1. Introduction
Glioblastoma (GBM) is the most common and aggressive primary central nervous system (CNS) malignant tumor, with an overall survival of less than 15 months despite standard therapy [
1,
2]. Conventional treatments, including surgery, radiotherapy and chemotherapy, are limited in their abilities to achieve satisfactory results because of the high invasion and infiltration of tumor cells and chemotherapy resistance. As we know, several risk factors have been identified as established prognostic factors, such as age, histological grade, Karnofsky Performance Status (KPS), extent of resection (EOR) and gene mutation status. In recent years, genetic profiles have been paid increasing attention, and it has been widely accepted that isocitrate dehydrogenase (IDH) mutation, 1p/19q codeletion and O6-methylguanine-DNA methyltransferase (MGMT) gene promoter methylation affect treatment effect and survival [
3,
4].
With the development of targeted sequencing and proteomic profiling technology, neurooncology researchers have established some new tumor types in clinical practice, and a series of novel molecular markers related to tumor development, treatment and prognosis have also been identified. For this reason, the 2021 updated World Health Organization (WHO) classification of CNS tumors focused on advancing the role of molecular diagnosis in the classification of CNS tumors [
5]. At the same time, molecular diagnosis still needs to be combined with established approaches to CNS tumor diagnosis, such as histology and immunohistochemistry.
In the fifth edition of the WHO classification, one of the most major modifications is the classification of glioma into pediatric and adult types, suggesting that there are clear molecular genetic differences in the occurrence and development of adult glioma and pediatric glioma. Traditional bulk tumor analysis and bioinformatics analysis have identified some key genes, transcriptome changes and pathways that drive malignancy in GBM cells, but they are limited to exploring the diversity and similarity in both types. Instead, single-cell RNA sequencing (scRNA-seq) provides a new approach based on a resolution of an individual cell to reveal the heterogeneity of cancers. Heterogeneity of cancer has a profound impact on the prognosis of patients, and a major aspect of tumor heterogeneity is the tumor microenvironment. Many studies have demonstrated the influence of tumor microenvironment on GBM progression [
6,
7]. One main application of scRNA-seq is the study of the differentiation and development of tumor cells. Another major application is the determination of the key molecule during the acquisition of malignant potential for tumor cells.

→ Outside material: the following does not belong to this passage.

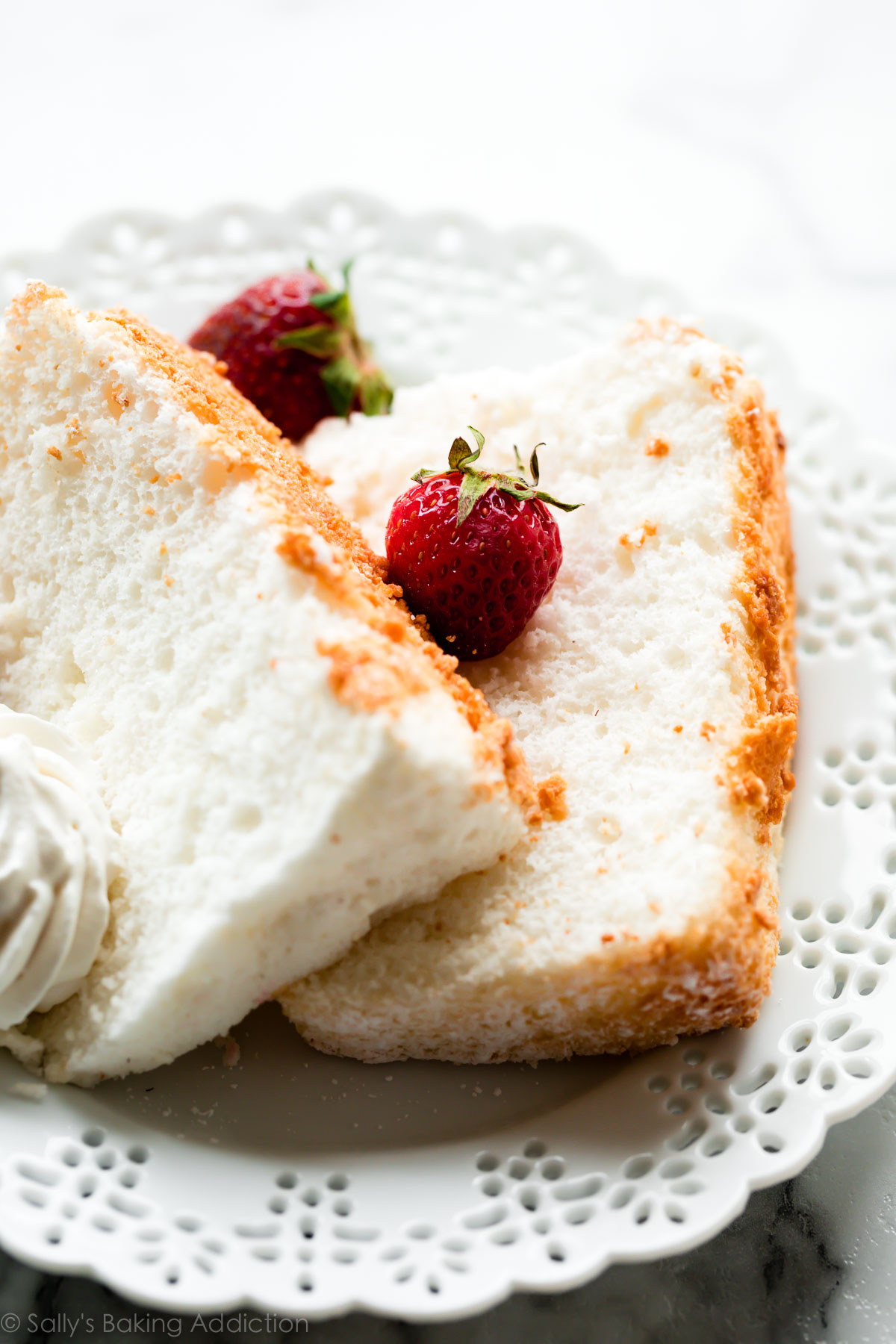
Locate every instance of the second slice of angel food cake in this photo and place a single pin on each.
(279, 749)
(657, 682)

In the present study, we took advantage of scRNA-seq analysis to investigate a detailed dialectical relation between the pediatric and adult types. We also further explored the impact of cellular heterogeneity on adult GBM prognosis and revealed the malignance-associated pathways through which cells gradually acquire the invasive ability. At last, we firstly identified and validated two potential genes involved in adult GBM migration.
2. Materials and Methods
2.1. Dataset Downloading and Preprocessing
The raw data used in this study were downloaded from the Broad Institute Single-Cell Portal database (
https://singlecell.broadinstitute.org/single_cell/study/SCP393/single-cell-rna-seq-of-adult-and-pediatric-glioblastoma/, accessed on 5 August 2022), the Cancer Genome Atlas (TCGA) database (
https://portal.gdc.cancer.gov/, accessed on 5 August 2022) and the Gene Expression Omnibus (GEO) database (no. GSE131928), which includes 24,131 cells (7930 cells from Smartseq2 sequencing platform, 16,201 cells from 10X sequencing platform) and 28 samples with GBM. Cyril Neftel et al. [
8] accurately divided cells from Smartseq2 sequencing platform into malignant cells and non-malignant cells. As we focused on the analysis of GBM cells, we selected malignant cells from Smartseq2 sequencing platform for analysis, forming a total of 6863 cells and 28 samples (the number of samples was consistent with the original data, without missing any). These cells were further divided into adult and child groups, according to known labels, with 4916 cells and 20 samples in the adult group and 1947 cells and 8 samples in the child group.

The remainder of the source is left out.